To begin with, the virtual MLA is cheaper (the conference fee was the same but no hotel or travel expenses) and easier for graduate students to attend. The difference was evident in the numbers: More than a quarter of all attendees this year were graduate students, “which is on the high side of our usual range,” said Anna Chang, the association’s director of outreach, in an email.
Accessibility was a feature of this year’s meeting in other, less visible ways, too. “Packing up my daughter and scrambling for child care make in-person conferences a little difficult to plan for,” said Engbrecht. “It was a relief not to have to worry about my travel-funding applications being accepted, arranging air travel,” or getting a room in an economical, nearby hotel.
But the ease of use goes beyond economics. Higgins said she expected the MLA conference to be “overwhelming, huge, confusing, impersonal, and exhausting.” But the online version wasn’t any of these things, she said. Instead, she found it “friendly, accessible,” and thanks to the “helpful app, not too confusing.”
For graduate students, this ease of use offers unusual opportunities. Higgins chose to attend “mostly practical sessions” focused on career and professional development. She was able to reserve two different career-counseling appointments sponsored by the MLA, one focused on academic careers and the other on possibilities outside academe.
Higher education is “becoming less introverted,” Higgins said, and turning into “a more colorful landscape” that’s “more welcoming to different approaches and different groups of people.” Although she described herself as “perfectly aware of the apocalyptic nature” of the post-pandemic academic landscape, Higgins found herself feeling optimistic — and acting that way, too. “I had LinkedIn open at all times” during the conference, she said. “I sent people connection invites right away.”

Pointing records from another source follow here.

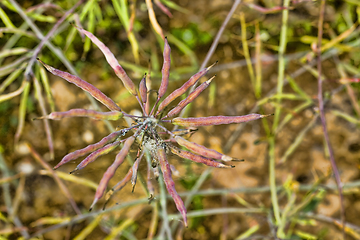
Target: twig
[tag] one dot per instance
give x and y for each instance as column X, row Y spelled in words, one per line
column 44, row 40
column 323, row 119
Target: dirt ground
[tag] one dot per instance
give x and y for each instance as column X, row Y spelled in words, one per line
column 37, row 197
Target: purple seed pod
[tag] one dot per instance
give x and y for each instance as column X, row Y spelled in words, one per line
column 192, row 96
column 78, row 112
column 169, row 183
column 165, row 71
column 143, row 89
column 94, row 155
column 216, row 120
column 113, row 62
column 197, row 158
column 134, row 170
column 96, row 93
column 148, row 182
column 201, row 150
column 180, row 91
column 111, row 170
column 93, row 147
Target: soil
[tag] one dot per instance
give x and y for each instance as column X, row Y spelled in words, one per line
column 42, row 198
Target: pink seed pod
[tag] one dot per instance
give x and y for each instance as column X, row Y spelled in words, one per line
column 148, row 181
column 169, row 183
column 78, row 112
column 201, row 150
column 94, row 155
column 143, row 89
column 134, row 170
column 163, row 8
column 180, row 91
column 197, row 158
column 113, row 62
column 192, row 96
column 216, row 120
column 111, row 170
column 93, row 147
column 165, row 71
column 96, row 93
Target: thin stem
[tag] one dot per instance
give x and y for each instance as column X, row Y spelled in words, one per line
column 165, row 217
column 44, row 40
column 279, row 89
column 323, row 119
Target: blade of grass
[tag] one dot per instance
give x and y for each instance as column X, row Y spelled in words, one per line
column 323, row 119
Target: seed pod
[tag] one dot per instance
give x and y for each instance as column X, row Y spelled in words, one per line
column 148, row 182
column 180, row 91
column 96, row 93
column 201, row 150
column 216, row 120
column 111, row 170
column 165, row 71
column 189, row 98
column 169, row 183
column 93, row 147
column 134, row 170
column 197, row 158
column 78, row 112
column 143, row 89
column 94, row 155
column 113, row 62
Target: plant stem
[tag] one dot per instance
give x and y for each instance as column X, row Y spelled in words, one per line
column 323, row 119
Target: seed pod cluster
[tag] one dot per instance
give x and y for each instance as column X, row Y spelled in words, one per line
column 148, row 130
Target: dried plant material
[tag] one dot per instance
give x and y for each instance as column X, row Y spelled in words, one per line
column 149, row 129
column 165, row 71
column 96, row 93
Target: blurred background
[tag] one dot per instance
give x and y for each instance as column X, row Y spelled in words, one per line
column 266, row 53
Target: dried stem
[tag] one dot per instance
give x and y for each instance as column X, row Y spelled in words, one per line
column 323, row 119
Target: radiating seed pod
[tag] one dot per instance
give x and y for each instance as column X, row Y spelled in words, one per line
column 93, row 147
column 201, row 150
column 169, row 183
column 143, row 89
column 96, row 93
column 197, row 158
column 94, row 155
column 113, row 62
column 216, row 120
column 78, row 112
column 111, row 170
column 165, row 71
column 192, row 96
column 134, row 170
column 180, row 91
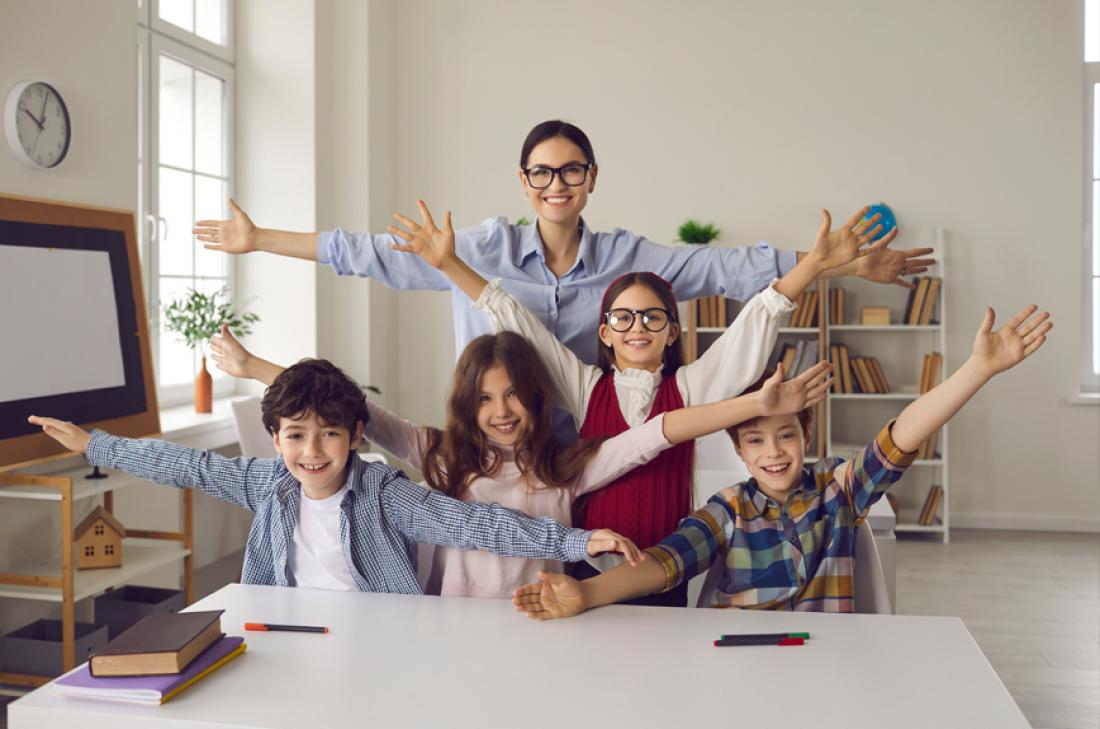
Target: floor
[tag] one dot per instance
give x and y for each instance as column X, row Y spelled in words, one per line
column 1032, row 602
column 1031, row 599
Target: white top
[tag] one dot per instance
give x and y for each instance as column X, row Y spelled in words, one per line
column 414, row 661
column 729, row 365
column 316, row 554
column 483, row 574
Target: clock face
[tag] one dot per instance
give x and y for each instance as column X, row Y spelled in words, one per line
column 37, row 124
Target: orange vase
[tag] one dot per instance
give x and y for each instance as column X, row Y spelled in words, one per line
column 204, row 389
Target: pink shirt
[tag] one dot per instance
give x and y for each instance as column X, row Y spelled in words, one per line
column 483, row 574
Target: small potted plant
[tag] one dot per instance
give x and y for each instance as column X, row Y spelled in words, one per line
column 696, row 233
column 196, row 318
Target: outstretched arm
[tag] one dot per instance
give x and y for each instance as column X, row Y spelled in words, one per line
column 239, row 234
column 993, row 352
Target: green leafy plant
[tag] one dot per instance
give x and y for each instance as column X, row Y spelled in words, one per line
column 197, row 317
column 697, row 233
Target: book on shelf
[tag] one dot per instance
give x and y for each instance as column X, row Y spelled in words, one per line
column 931, row 506
column 149, row 691
column 157, row 644
column 930, row 301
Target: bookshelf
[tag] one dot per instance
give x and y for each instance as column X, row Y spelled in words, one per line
column 847, row 421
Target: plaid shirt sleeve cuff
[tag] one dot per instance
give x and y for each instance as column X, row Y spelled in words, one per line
column 889, row 451
column 575, row 545
column 99, row 449
column 668, row 562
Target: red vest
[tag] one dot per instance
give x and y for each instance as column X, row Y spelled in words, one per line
column 647, row 504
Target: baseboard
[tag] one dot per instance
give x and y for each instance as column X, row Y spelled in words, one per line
column 1025, row 522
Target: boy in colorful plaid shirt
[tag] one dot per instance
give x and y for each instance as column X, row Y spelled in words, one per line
column 787, row 537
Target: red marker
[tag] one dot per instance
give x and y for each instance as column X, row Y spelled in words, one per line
column 297, row 629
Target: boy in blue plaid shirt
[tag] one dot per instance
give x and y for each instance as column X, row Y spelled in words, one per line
column 785, row 539
column 325, row 518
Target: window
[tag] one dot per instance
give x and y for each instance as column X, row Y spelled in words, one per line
column 1090, row 365
column 184, row 166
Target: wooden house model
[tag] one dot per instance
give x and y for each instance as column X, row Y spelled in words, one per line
column 99, row 541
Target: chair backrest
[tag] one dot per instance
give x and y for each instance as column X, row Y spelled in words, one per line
column 248, row 419
column 872, row 594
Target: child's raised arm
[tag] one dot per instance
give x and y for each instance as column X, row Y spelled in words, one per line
column 992, row 353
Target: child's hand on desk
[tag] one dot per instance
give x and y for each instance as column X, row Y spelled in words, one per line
column 553, row 596
column 230, row 355
column 605, row 540
column 435, row 245
column 994, row 352
column 64, row 432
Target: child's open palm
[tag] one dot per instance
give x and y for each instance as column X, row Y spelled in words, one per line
column 1013, row 342
column 836, row 247
column 435, row 245
column 553, row 596
column 780, row 398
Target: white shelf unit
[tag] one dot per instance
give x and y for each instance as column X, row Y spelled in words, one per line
column 57, row 581
column 900, row 349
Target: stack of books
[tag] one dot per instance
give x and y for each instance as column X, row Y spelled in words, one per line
column 711, row 311
column 922, row 300
column 805, row 310
column 154, row 660
column 856, row 374
column 931, row 506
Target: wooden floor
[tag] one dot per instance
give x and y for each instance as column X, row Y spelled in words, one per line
column 1032, row 602
column 1031, row 599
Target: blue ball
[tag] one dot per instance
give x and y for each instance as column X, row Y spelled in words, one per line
column 887, row 220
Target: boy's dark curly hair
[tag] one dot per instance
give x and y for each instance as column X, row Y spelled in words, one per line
column 317, row 387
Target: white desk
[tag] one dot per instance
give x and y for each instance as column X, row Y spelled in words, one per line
column 404, row 661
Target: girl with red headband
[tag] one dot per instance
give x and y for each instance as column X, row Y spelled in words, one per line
column 640, row 373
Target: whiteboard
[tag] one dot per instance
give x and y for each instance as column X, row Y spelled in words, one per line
column 61, row 323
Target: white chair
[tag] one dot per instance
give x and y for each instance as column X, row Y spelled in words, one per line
column 872, row 594
column 254, row 439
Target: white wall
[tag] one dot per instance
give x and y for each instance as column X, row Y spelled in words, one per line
column 756, row 114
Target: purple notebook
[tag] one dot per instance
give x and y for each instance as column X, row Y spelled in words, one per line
column 149, row 689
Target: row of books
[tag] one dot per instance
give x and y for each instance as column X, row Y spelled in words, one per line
column 856, row 374
column 154, row 659
column 931, row 506
column 836, row 297
column 922, row 300
column 805, row 310
column 711, row 311
column 798, row 357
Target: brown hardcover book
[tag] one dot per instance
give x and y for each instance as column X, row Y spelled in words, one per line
column 930, row 301
column 846, row 368
column 922, row 291
column 158, row 644
column 880, row 376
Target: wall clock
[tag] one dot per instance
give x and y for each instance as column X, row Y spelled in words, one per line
column 36, row 124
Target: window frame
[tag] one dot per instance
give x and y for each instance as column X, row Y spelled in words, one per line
column 152, row 43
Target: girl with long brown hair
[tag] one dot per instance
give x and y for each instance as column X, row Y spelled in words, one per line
column 497, row 446
column 640, row 373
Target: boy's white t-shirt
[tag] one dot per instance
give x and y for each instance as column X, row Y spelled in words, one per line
column 317, row 556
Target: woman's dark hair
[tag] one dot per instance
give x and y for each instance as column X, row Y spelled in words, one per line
column 551, row 129
column 461, row 452
column 315, row 387
column 805, row 415
column 672, row 356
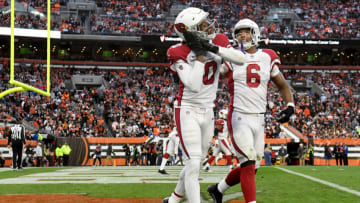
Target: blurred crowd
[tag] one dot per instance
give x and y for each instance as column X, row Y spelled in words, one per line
column 136, row 103
column 316, row 19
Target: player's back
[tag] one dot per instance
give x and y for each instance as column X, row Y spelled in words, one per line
column 207, row 93
column 248, row 82
column 223, row 131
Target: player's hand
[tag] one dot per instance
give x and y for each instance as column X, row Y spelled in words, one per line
column 209, row 47
column 194, row 43
column 284, row 115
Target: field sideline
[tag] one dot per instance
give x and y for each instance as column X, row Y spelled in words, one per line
column 273, row 184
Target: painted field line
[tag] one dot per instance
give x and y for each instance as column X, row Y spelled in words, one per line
column 81, row 193
column 333, row 185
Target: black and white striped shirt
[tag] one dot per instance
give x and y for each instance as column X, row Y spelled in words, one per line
column 17, row 134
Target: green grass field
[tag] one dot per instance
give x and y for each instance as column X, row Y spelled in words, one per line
column 273, row 185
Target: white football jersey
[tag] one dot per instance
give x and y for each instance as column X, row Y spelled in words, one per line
column 207, row 94
column 248, row 82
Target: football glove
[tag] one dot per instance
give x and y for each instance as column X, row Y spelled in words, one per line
column 194, row 43
column 209, row 47
column 284, row 115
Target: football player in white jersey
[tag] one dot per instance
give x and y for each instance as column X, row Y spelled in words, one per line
column 222, row 141
column 197, row 62
column 248, row 90
column 172, row 148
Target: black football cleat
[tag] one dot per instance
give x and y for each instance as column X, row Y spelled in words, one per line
column 163, row 172
column 215, row 194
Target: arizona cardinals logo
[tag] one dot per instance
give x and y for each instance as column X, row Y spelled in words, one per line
column 181, row 27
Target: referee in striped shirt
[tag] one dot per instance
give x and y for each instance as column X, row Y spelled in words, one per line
column 16, row 140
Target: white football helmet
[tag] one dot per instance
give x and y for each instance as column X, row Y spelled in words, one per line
column 254, row 30
column 190, row 19
column 223, row 114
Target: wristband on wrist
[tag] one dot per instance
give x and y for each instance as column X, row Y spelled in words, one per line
column 291, row 104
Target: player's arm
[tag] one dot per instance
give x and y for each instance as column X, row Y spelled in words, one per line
column 190, row 76
column 221, row 46
column 223, row 50
column 285, row 92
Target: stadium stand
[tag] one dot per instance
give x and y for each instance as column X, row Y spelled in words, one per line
column 286, row 20
column 135, row 97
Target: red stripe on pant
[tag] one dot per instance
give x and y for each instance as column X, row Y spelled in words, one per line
column 178, row 126
column 237, row 148
column 224, row 143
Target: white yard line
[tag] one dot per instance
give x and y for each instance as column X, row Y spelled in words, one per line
column 333, row 185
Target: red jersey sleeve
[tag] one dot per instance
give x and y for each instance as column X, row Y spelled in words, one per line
column 275, row 59
column 177, row 52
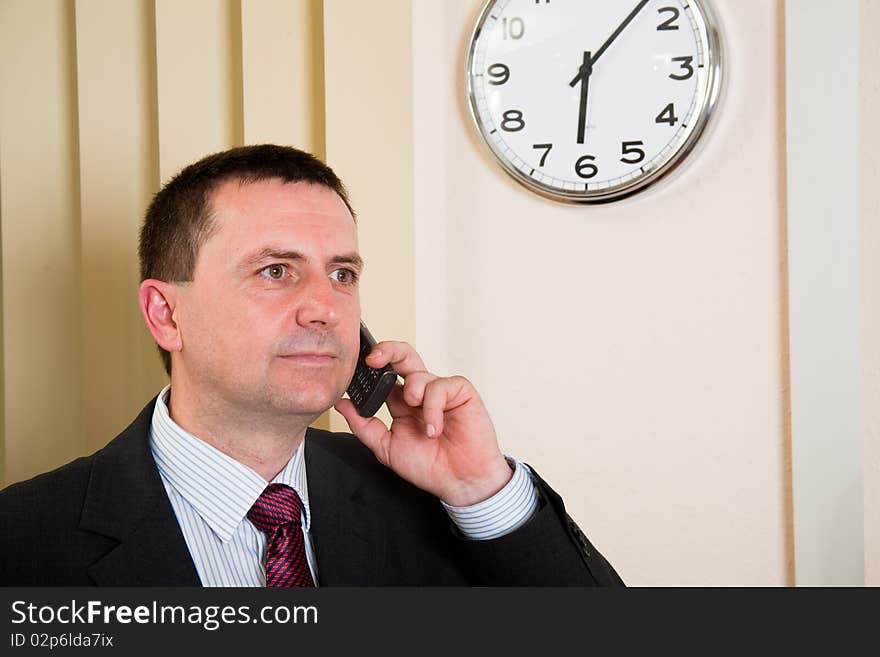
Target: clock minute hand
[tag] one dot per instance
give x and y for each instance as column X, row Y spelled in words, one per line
column 620, row 28
column 583, row 76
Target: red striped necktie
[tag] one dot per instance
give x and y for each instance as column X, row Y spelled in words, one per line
column 276, row 513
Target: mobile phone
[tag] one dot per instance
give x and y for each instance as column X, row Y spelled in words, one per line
column 370, row 387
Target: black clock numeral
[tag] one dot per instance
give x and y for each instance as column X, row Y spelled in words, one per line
column 513, row 28
column 686, row 63
column 499, row 74
column 585, row 168
column 667, row 115
column 512, row 121
column 632, row 148
column 544, row 156
column 668, row 24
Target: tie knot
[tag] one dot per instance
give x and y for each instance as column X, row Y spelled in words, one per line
column 277, row 505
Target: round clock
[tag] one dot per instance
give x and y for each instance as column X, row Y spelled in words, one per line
column 589, row 101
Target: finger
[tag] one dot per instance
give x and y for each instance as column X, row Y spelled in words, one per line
column 400, row 355
column 443, row 395
column 371, row 431
column 414, row 387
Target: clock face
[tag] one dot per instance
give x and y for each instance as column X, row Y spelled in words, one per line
column 592, row 100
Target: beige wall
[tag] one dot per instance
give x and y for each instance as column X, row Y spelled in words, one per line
column 869, row 63
column 652, row 332
column 631, row 352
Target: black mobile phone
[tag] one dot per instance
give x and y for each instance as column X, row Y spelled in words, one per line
column 370, row 387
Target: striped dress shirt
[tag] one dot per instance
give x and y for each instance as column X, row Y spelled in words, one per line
column 211, row 494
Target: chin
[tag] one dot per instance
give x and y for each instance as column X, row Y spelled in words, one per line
column 305, row 402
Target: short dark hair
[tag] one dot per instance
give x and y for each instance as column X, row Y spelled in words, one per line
column 178, row 220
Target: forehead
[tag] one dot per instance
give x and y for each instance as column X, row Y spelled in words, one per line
column 300, row 216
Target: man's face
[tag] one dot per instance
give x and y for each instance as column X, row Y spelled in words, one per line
column 270, row 321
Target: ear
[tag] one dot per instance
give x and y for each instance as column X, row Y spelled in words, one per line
column 158, row 301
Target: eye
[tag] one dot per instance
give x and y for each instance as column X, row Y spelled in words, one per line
column 274, row 272
column 344, row 276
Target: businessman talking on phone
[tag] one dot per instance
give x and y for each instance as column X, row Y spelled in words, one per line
column 250, row 270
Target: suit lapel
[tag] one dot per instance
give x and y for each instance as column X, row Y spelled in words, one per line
column 348, row 534
column 126, row 501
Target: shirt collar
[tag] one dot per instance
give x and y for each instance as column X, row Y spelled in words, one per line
column 219, row 488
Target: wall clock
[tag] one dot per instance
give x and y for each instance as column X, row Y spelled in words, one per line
column 590, row 101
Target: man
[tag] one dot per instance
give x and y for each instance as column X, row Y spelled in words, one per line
column 250, row 270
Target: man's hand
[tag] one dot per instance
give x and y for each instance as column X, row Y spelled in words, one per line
column 441, row 438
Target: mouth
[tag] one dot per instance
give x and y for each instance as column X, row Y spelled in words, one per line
column 310, row 358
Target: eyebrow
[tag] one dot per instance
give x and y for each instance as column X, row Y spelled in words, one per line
column 272, row 253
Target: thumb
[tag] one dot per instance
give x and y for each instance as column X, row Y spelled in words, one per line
column 371, row 431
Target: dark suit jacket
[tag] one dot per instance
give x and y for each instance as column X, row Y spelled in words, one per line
column 105, row 520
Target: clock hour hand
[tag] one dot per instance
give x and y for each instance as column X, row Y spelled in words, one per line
column 620, row 28
column 583, row 76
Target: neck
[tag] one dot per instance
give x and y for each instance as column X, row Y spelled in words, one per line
column 263, row 441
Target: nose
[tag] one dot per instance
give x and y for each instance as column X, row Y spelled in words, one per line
column 318, row 305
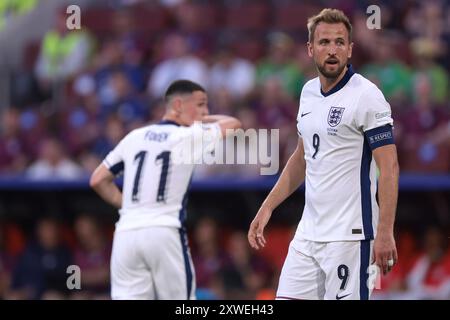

The virtual version of the MLA met graduate students right where they are. “We were pleased with the way the remote convention worked out,” said Krebs, in an email. “We know how important it is for our members to be able to gather physically,” she said, “so we are not going to simply replace the in-person convention.” However, Krebs and other MLA leaders see that “there’s clearly a hunger for more” of what the remote experience can also provide.
Accordingly, Krebs said, the MLA is now “exploring how to incorporate some aspects of remote accessibility into future in-person gatherings.” But it also plans to hold more virtual events at other times of the year.
We’ve all heard the cliché that “every crisis is an opportunity” a little too often lately. But sometimes a crisis is an opportunity, and the MLA rose to the challenge of this year’s meeting. The “pandemic MLA” may offer a harbinger of conferences to come.